Amy Morgan Wood

Am J Health Syst Pharm. 2001;58(3) 

In This Article

Pharmacology and Pharmacokinetics of Rituximab

Antibodies are Y-shaped structures consisting of two identical heavy chains and two identical light chains connected by disulfide bonds (Figure 2). The proteolytic cleavage of antibodies by papain produces two antigen-binding fragments (Fab fragments) and a crystallizable fragment (Fc fragment). The upper arms of the Y, containing both variable-sequence and constant-sequence regions, form the Fab pieces. The Fc piece, which is recognized by specific receptors on human effector cells, consists of the portions of the heavy chains that make up the stem of the Y.

Figure 2.

Diagram of structure of rituximab. Rituximab is a chimeric antibody of the immunoglobulin G1 kappa type with murine anti-CD20 variable-sequence regions (filled areas) and human constant-sequence regions (open areas).
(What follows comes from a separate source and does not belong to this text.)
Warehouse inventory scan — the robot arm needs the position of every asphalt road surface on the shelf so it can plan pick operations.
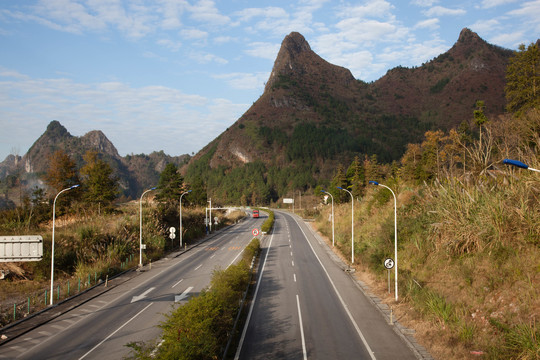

The chimeric structure of rituximab comprises human IgG 1 and kappa-chain constant regions and heavy- and light-chain variable regions from a murine antibody to CD20 (Figure 2).[40] The murine variable regions selectively bind to the CD20 antigen expressed on the surface of both normal B lymphocytes and most B-cell lymphomas. The presence of a human constant region allows rituximab to bind to Fc receptors on human effector cells (e.g., lymphoma cells, macrophages, and neutrophils) to mediate both complement- dependent cytotoxicity and antibody-dependent cell-mediated cytotoxicity and decreases its immunogenicity. [40,49] In vitro, rituximab has been shown to inhibit cell proliferation, induce apoptosis, and sensitize lymphoma cells to the effects of certain chemotherapy agents.[69,70] This synergistic interaction suggests the potential for enhanced treatment efficacy when rituximab and chemotherapy are combined and encourages further investigation in patients with relapsing disease. After rituximab administration, antibody-coated B cells are rapidly depleted from peripheral blood, lymph nodes, and bone marrow.[40]

Pharmacokinetic analysis of data from 166 patients treated with rituximab 375 mg/m 2 once weekly for four doses over 22 days revealed a steady rise in preinfusion and postinfusion serum antibody levels with each rituximab dose.[71] Moreover, detectable antibody levels were still present one, three, and six months after the end of treatment. Consistent with these findings, the elimination half-life of rituximab increased from a mean ± S.D. of 76.3 ± 31.1 hours after the first infusion to 205.8 ± 95.0 hours after the fourth and final infusion. Clearance was 38.2 mL/hr after the first dose and 9.2 mL/hr after the fourth. Prolongation of rituximab's half-life is probably due to the absence of circulating CD20-positive B cells, which bind antibodies during initial infusions. It is also likely that prior rituximab saturation of involved lymphnode sites would increase antibody availability and decrease clearance.

Several important serum concentration- response relationships have been observed.[49,51,55,71] First, antibody levels were significantly higher in patients who responded to treatment than in nonresponders, becoming significant by the second preinfusion and fourth postinfusion determinations and persisting throughout the assessed posttreatment period. In addition, serum antibody levels were inversely correlated with baseline lymphocyte counts, as well as with two measures of baseline tumor bulk. It is believed that serum antibody accumulation and long-term persistence are major contributors to the achievement and maintenance of a therapeutic response to rituximab therapy. Finally, serum rituximab levels were lower in patients with IWF type A NHL, which may be related to a higher tumor burden or reduced CD20 expression. These findings suggest a potential benefit of using rituximab in higher dosages or over prolonged periods in patients with bulky disease and those not responding to initial treatment.